All I am trying to say is that there are multiple ways of looking at
the functionality offered by different containers.
And there exists a way of looking at it where the Python-style 'in'
operator can be seen as behaving consistently.

You asserted it is inconsistent.  I'm just saying it's only
inconsistent if you insist that one particular way of looking at the
containers is the "right" way.

--bb


Re: boolean over multiple variables

2010-01-26 Thread Rainer Deyke
bearophile wrote:
> Nick Sabalausky:
>> Aside from that being how Python does it, why do you see that as
>> preferable?
> 
> Because: 1) linear searches in an array are damn common. I don't
> remember the results of my benchmarks, but until your integer arrays
> is quite longer than 30-50 items, performing a linear search is
> faster than a lookup in an AA, on DMD. On Tango this number is
> probably 70% higher 1b) In Python if you perform a "foo" in "barfoo"
> the language doesn't perform a linear search, it uses a much smarter
> search that has a complexity lower than the product of the two
> lengths, using a custom algorithm. So in D you can use the same
> syntax to search for substrings/subarrays. Where such smarter search
> is not possible, D can use a naive search. 2) It's really handy. I
> use isIn(item, items) to search on arrays in D, but having a item in
> items is nicer. 3) You can use the same syntax to search into
> anything that's lazily iterable too (a Range). This is very handy.

I would add to that:
4) Because 'in' is an operator, and operators are expected to bear a
greater weight than ordinary functions.

If 'in' was an ordinary method, say 'a.contains(b)', then I would choose
different method names for searching an array for a value and searching
an associative array for a key.  Probably something like:
  array.contains(value)
  associative_array.containsKey(key)

However, since 'in' already is an infix operator, it should have the
most widely applicable semantics.  Operators are heavyweight syntactic
sugar for function calls.  There is no room in D for operators that are
only rarely useful.


-- 
Rainer Deyke - rain...@eldwood.com


Re: boolean over multiple variables

2010-01-26 Thread Nick Sabalausky
>"Bill Baxter"  wrote in message 
>news:mailman.34.1264542189.4461.digitalmars-d-le...@puremagic.com...
>On Tue, Jan 26, 2010 at 1:21 PM, bearophile  
>wrote:
>> Nick Sabalausky:
>>> Aside from that being how Python does it, why do you see that as 
>>> preferable?
>>
>> Because:
>> 1) linear searches in an array are damn common.
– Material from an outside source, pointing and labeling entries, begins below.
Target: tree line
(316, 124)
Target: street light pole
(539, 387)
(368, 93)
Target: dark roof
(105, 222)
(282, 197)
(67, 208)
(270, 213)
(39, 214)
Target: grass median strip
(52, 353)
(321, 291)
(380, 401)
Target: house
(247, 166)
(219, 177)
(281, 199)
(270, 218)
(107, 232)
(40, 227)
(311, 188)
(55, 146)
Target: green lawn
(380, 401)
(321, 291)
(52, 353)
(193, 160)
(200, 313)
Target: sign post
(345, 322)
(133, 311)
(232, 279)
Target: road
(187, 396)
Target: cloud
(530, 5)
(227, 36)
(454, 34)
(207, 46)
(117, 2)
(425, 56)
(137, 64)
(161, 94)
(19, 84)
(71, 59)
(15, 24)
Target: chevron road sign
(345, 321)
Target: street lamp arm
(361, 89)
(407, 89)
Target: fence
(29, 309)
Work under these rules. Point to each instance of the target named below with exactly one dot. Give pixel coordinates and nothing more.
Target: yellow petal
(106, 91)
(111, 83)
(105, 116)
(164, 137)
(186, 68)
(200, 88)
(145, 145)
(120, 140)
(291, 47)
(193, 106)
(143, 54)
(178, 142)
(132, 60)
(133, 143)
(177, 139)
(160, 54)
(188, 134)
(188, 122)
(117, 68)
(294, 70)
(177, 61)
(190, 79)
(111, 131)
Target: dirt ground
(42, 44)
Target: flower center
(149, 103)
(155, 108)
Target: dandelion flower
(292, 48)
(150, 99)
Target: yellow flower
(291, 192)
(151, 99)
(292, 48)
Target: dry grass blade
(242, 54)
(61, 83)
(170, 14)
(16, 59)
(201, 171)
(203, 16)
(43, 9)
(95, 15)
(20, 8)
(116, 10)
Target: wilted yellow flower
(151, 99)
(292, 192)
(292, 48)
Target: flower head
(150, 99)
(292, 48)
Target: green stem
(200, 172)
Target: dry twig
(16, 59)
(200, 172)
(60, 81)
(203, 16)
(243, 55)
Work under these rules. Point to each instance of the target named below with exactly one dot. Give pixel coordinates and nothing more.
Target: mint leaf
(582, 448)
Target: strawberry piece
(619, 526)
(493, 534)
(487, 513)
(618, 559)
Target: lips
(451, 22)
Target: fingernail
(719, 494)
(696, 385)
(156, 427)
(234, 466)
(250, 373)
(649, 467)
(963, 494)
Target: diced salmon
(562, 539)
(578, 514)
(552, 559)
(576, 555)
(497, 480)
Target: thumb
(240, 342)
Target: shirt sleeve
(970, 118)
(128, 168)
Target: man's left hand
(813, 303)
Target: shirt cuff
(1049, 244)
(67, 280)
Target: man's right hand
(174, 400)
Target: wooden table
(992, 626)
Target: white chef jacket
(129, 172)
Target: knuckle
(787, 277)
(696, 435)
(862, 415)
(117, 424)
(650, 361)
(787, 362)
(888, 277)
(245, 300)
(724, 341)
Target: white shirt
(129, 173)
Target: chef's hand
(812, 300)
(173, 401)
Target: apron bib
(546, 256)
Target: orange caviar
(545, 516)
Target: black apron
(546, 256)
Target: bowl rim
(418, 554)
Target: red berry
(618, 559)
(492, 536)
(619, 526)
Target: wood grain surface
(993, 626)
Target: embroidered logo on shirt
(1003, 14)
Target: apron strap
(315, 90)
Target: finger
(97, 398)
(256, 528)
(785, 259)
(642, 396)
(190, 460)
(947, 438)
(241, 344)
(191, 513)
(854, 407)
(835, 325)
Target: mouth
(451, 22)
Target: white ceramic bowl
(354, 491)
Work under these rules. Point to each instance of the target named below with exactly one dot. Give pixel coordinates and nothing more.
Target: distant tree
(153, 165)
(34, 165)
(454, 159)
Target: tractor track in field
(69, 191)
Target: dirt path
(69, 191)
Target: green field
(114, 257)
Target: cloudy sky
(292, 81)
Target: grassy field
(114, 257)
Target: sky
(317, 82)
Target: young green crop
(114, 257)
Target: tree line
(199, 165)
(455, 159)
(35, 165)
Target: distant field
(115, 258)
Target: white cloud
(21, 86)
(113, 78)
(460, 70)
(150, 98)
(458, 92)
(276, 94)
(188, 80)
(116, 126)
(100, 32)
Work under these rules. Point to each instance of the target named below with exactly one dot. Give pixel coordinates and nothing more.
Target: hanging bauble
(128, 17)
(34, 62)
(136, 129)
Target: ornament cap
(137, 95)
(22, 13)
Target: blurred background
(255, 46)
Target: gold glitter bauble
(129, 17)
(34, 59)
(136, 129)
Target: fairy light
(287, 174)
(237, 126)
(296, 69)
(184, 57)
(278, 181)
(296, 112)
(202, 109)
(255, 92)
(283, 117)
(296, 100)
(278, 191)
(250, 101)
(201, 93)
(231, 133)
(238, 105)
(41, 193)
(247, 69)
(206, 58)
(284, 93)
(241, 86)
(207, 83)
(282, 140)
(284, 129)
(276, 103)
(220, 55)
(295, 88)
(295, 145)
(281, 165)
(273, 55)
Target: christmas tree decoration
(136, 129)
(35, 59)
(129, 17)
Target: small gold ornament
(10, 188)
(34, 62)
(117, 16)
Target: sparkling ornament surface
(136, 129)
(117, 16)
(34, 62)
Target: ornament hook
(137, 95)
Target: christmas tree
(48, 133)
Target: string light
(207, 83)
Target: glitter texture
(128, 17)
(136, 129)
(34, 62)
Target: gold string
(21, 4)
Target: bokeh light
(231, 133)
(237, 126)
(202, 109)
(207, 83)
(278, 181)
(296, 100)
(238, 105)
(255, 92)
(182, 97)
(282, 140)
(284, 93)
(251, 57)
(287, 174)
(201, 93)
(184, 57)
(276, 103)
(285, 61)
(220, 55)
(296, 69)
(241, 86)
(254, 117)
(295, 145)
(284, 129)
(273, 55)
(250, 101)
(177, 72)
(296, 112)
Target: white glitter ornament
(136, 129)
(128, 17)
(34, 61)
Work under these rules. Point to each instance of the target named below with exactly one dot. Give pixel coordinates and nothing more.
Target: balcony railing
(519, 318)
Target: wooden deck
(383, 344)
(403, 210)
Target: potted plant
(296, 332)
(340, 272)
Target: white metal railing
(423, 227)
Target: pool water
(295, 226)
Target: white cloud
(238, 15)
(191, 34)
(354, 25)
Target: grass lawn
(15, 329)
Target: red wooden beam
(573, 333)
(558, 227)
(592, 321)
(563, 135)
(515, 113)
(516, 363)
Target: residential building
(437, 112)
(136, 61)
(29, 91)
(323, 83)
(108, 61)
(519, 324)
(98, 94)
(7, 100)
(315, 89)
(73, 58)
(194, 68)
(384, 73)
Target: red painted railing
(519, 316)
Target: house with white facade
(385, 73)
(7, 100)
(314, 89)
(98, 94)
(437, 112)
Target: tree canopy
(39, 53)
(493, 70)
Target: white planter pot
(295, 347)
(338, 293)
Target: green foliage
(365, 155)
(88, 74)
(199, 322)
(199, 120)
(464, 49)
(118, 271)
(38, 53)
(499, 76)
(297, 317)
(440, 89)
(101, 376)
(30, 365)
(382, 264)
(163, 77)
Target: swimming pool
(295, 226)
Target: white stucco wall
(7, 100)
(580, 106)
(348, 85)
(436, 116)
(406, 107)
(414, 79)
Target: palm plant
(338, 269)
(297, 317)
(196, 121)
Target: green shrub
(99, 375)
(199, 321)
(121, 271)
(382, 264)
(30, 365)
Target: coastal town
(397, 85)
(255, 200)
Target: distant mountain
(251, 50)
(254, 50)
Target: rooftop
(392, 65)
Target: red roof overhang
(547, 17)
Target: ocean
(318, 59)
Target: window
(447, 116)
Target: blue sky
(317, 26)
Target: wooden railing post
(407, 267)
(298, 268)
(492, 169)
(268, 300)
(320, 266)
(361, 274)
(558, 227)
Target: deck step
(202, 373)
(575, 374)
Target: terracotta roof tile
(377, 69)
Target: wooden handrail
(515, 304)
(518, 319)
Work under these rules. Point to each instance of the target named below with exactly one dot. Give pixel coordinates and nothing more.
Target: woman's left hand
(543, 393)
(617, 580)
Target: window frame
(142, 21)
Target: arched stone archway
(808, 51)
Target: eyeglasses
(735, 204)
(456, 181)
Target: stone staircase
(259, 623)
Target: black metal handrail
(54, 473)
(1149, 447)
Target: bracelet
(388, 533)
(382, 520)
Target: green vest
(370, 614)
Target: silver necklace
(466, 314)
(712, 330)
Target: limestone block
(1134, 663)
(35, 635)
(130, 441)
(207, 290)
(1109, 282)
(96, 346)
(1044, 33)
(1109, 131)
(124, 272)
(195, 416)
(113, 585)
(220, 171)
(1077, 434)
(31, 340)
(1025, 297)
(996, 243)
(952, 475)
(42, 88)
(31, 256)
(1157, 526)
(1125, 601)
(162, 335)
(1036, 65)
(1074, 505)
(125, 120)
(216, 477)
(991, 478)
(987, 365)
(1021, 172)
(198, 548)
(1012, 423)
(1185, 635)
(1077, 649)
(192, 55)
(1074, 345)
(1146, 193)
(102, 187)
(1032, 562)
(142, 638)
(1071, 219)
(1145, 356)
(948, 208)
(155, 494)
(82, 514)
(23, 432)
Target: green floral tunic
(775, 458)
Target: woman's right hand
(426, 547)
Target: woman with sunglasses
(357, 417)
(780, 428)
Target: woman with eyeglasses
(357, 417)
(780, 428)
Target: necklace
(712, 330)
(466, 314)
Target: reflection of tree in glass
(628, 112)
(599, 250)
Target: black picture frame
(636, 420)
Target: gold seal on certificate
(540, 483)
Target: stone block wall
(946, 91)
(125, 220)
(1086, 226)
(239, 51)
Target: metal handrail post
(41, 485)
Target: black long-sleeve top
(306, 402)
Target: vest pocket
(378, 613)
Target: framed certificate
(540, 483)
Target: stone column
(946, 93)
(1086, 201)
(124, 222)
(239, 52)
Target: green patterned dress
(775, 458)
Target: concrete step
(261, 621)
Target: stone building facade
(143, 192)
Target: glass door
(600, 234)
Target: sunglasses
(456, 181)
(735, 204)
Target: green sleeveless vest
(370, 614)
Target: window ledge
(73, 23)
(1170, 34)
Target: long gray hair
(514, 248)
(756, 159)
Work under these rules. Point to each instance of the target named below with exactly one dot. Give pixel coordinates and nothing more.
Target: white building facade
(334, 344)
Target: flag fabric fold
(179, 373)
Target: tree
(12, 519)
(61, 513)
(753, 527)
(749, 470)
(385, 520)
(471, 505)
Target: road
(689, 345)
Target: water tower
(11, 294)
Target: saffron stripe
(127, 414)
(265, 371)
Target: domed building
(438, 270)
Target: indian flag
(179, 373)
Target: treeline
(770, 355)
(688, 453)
I don't remember the 
>> results of my benchmarks, but until your integer arrays is quite longer 
>> than 30-50 items, performing a linear search is faster than a lookup in 
>> an AA, on DMD. On Tango this number is probably 70% higher
>> 1b) In Python if you perform a "foo" in "barfoo" the language doesn't 
>> perform a linear search, it uses a much smarter search that has a 
>> complexity lower than the product of the two lengths, using a custom 
>> algorithm. So in D you can use the same syntax to search for 
>> substrings/subarrays. Where such smarter search is not possible, D can 
>> use a naive search.
>> 2) It's really handy. I use isIn(item, items) to search on arrays in D, 
>> but having a item in items is nicer.
>> 3) You can use the same syntax to search into anything that's lazily 
>> iterable too (a Range). This is very handy.
>>
>>
>>> So having a single syntax work on the outputs for
>>> regular arrays, but then on the inputs for AAs, seems highly 
>>> inconsistent
>>> and error-prone to me.
>>
>> I have followed many Python newbies personally, I am following the Python 
>> newsgroups, and I have programmed for years in Python, and while I have 
>> seen many different kinds of bugs, I have not seen a significant amount 
>> of bugs in this. Python programmers just learn that dicts and lists are a 
>> little different in this regard. At the same way they learn that a set 
>> and a dict are different data structures, with different capabilities and 
>> usages.
>
>It's not even really  inconsistent if you just think about these data
>structures in terms of function rather than form.
>An array is often used as a simple set of things.  "O in Array" means
>"is O in that set of things"
>An AA is a set of things that also have some associated data.  "O in
>AA" means "is O in that set of things" (not the ancillary data)
>If you have an actual "set" data structure for containing a set of of
>things, then "O in Set" means, again, "is O in that set of things".
>(In fact the closest thing D has to a built-in set type is an AA with
>"don't care" associated data, reinforcing the notion of AA as a set
>plus extra data.)
>
>

Even looking at function rather than form, I still think its innacurate to 
consider the keys to be the elements of an AA. In most uses of an AA, the 
key is primarily something convenient with which to look up data. They hold 
significance, but typically not as much as the data that is looked up with 
it. What you've described is very much like (and quite literally the same 
as, in the case of many dynamic languages) thinking of a variable's name as 
the actual data, and thinking of the value it holds merely as "ancillary 
data".

Keep in mind too, even with a regular array, the index can still hold 
significance as data. For instace, I could have an array of Foo's, declare 
that any element with an odd index has property 'A' and any with an even 
index has property 'B', and treat them as such. May seem strange at a 
glance, but such things are common in low-level, low-resoruce and 
performance-oriented code. Bottom line, though, is that "Property 'A' or 
'B'" is data that now been encoded in the array's index, but despite that, 
the indicies still aren't considered the array's elements. And the data they 
lookup still isn't considered "ancillary data".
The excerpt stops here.